During the early summer of 1914 there is no sense of the imminence of war in Mansfield Cumming’s diary. The assassination of the Archduke Franz Ferdinand in Sarajevo on 28 June, and the ensuing July Crisis, pass unremarked. Only from the very last day of July is there an impression of unusual activity. That day Cumming had a meeting with a new recruit, Major Cecil Cameron, the agent AC and two others. Taking codes provided by Cumming, Cameron was to cross the Channel that night, meet a contact in Paris and go on to Dinant at once, before basing himself at Givet on the Franco-Belgian frontier. On 2 August he gave more codes to another colleague, who having borrowed a car and driver ‘started off for Brux[elles], via Dover & Ostend’. Intelligence from inside Germany inevitably continued to be a high priority. At the end of July Cumming got Admiral Oliver’s sanction to send a woman agent to Berlin and agreed to pay her £100 for a month’s work there. What precisely she was to do is not recorded, but the mere fact that Cumming was contemplating such an operation at such a time confirms the suddenness with which the First World War came upon Britain.

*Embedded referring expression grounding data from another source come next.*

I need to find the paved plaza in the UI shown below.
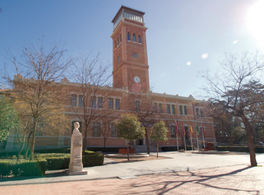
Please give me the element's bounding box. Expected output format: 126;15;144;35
0;152;264;194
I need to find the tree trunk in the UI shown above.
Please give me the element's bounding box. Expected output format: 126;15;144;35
25;131;32;159
30;119;37;160
157;143;159;158
104;138;106;148
127;142;130;161
17;132;26;161
145;128;150;154
241;114;257;166
83;125;88;154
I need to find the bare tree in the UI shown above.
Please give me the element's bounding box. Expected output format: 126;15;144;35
70;53;112;152
100;112;118;148
128;91;160;154
203;52;264;166
2;42;72;159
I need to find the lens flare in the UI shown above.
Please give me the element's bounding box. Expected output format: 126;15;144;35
186;61;191;66
232;40;239;44
247;1;264;48
201;53;208;59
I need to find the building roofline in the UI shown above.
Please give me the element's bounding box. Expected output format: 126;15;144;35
112;5;145;23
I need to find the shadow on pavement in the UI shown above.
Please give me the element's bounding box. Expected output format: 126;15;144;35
126;166;259;194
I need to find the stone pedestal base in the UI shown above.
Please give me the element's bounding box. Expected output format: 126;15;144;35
65;169;88;175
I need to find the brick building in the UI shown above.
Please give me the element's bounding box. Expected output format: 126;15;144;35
3;6;215;152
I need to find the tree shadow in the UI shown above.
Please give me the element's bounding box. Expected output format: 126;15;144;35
127;166;259;194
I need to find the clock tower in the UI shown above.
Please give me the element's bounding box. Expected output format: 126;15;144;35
111;6;149;92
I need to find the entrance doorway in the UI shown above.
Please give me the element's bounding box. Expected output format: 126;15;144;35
136;139;144;145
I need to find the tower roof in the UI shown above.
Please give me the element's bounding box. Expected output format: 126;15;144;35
112;6;145;23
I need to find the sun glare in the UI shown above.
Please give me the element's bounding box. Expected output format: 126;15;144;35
247;0;264;48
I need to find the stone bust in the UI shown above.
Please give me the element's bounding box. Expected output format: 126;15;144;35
73;122;80;134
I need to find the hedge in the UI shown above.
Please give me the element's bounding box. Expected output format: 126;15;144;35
0;158;47;177
34;151;104;170
0;151;104;177
161;146;193;151
83;152;104;167
216;146;264;153
87;147;120;153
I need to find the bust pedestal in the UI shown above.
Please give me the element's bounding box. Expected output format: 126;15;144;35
66;122;87;175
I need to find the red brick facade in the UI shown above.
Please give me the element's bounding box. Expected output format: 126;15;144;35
4;6;215;151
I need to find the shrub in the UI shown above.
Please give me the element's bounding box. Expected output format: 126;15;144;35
35;151;103;170
0;158;47;177
87;147;119;153
82;152;104;167
45;156;70;170
216;146;264;153
161;146;193;151
0;160;12;177
35;147;70;154
35;153;70;170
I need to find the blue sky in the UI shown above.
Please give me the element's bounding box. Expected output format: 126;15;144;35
1;0;263;98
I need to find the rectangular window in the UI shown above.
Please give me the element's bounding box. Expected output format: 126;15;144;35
115;99;120;110
196;107;203;117
158;103;162;113
171;105;175;114
98;97;103;108
196;108;199;116
91;96;96;108
71;95;77;107
135;100;140;111
153;103;158;111
184;106;187;115
199;126;205;138
166;104;171;114
111;123;117;137
79;95;83;107
179;105;183;115
170;126;176;138
108;98;113;109
92;123;100;137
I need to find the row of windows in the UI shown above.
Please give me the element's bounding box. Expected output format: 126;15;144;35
124;11;143;23
114;33;142;49
127;33;141;43
153;103;187;115
71;95;120;110
72;95;201;116
72;121;117;137
73;121;205;138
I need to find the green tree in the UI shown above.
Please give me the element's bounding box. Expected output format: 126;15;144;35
203;52;264;166
0;95;19;142
150;120;168;158
114;114;145;161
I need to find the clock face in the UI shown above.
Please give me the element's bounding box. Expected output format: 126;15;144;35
134;76;140;83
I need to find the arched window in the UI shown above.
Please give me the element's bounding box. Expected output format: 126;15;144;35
138;35;141;43
127;33;130;41
115;41;117;48
120;34;122;42
133;34;136;42
118;37;120;45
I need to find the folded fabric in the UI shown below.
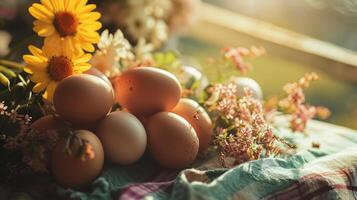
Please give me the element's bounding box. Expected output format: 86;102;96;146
60;119;357;200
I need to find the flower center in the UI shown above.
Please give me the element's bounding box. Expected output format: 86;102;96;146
48;56;74;81
53;12;78;37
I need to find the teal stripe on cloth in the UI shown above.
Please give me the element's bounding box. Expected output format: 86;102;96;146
169;149;323;200
54;118;357;200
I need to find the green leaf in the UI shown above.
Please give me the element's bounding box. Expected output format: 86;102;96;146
153;51;181;71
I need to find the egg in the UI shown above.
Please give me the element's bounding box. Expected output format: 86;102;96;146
115;67;182;116
53;74;114;124
51;130;104;188
177;65;209;96
177;65;202;87
229;77;263;99
96;111;147;165
84;67;112;89
146;112;199;169
172;98;212;153
30;115;64;133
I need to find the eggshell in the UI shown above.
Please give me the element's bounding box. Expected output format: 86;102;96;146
53;74;114;124
177;65;202;86
172;98;212;153
229;77;263;99
51;130;104;188
115;67;182;116
96;111;147;165
84;67;113;89
30;115;64;133
146;112;199;169
31;115;99;133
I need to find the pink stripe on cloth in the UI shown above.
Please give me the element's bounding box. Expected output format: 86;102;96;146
119;170;178;200
265;168;357;200
119;180;174;200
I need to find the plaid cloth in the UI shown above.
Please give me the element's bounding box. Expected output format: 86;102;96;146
55;119;357;200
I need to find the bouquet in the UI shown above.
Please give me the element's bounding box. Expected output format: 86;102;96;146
0;0;330;190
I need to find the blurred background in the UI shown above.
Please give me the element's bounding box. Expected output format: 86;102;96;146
0;0;356;129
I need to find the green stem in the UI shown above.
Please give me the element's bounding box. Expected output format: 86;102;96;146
0;60;24;69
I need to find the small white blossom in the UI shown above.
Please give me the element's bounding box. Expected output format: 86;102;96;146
133;37;155;60
91;29;134;77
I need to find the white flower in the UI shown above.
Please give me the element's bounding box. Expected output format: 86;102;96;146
0;31;11;56
126;7;155;40
145;0;172;19
150;20;168;48
133;37;155;60
125;0;171;48
90;29;134;77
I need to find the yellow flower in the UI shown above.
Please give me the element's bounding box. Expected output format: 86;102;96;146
29;0;102;53
23;45;92;101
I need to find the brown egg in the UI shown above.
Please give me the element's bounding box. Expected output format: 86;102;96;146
31;115;98;133
146;112;199;169
30;115;65;133
53;74;114;124
96;111;147;165
84;67;112;88
51;130;104;188
115;67;182;116
172;98;212;153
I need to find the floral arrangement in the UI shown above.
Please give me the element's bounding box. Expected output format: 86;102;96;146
0;0;330;189
99;0;201;49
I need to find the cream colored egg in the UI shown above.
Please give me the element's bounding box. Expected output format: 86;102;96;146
146;112;199;169
229;77;263;99
96;111;147;165
172;98;212;153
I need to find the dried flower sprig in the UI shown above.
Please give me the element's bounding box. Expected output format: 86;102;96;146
2;109;59;173
5;128;59;173
64;132;96;162
204;83;290;167
278;72;331;132
221;46;266;74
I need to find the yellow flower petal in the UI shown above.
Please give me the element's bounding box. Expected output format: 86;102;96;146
28;45;47;61
33;81;49;93
74;64;91;73
43;35;63;57
30;71;49;83
81;21;102;31
43;81;57;102
80;42;95;52
40;0;54;12
29;3;53;23
33;20;54;37
23;55;47;65
78;4;96;15
51;0;64;12
77;27;100;42
37;25;55;37
74;53;92;64
78;12;101;21
74;0;88;13
30;0;102;54
66;0;76;11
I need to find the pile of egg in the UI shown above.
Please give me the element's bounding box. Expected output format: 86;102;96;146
31;66;213;189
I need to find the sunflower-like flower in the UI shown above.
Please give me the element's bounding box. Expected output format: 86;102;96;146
23;45;92;101
29;0;102;53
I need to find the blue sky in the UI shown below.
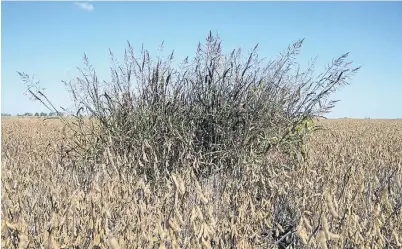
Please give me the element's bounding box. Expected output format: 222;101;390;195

On 3 August the prospective agent assured Cumming that she could get the correct papers to enable her to travel to Germany, but the next day he had to put her off ‘as she cd show no passport’. The last diary entry for that day, 4 August 1914, was ‘War declared against Germany - midnt’.

PART TWO


THE FIRST WORLD WAR

2


Status, organisation and expertise


Just over a fortnight after the declaration of war with Germany, a British Expeditionary Force of some forty thousand men had been deployed in northern France. It was an astonishingly successful logistical performance and a tribute to the completeness of the plans which the Directorate of Military Operations had been working on for the previous three years or so. Little thought, however, had been given to the higher direction of this force, beyond the appointment of Field Marshal Sir John French as Commander-in-Chief, and the assumption that, subject to some general instructions concerning relations with Allied forces (principally the French), he would have complete freedom of command in the field. Few people anticipated that from the autumn of 1914 the opposing forces would get bogged down in a costly four-year war of attrition along a line of more or less fixed positions from the English Channel to the Swiss frontier. As the British military commitment escalated into a mass, conscript army, and the ‘butcher’s bill’ of trench warfare mounted, the autonomy of Sir John French and his successor, Sir Douglas Haig, came to be questioned in London where civilian politicians (especially David Lloyd George after he became Prime Minister in December 1916) increasingly sought to assert control over war strategy. For civil-military relations in Britain, the consequence of ‘total war’ and the necessary mobilisation of all national resources was to shift the wartime balance of power away from the armed services (especially the army) and to the political leadership of the country.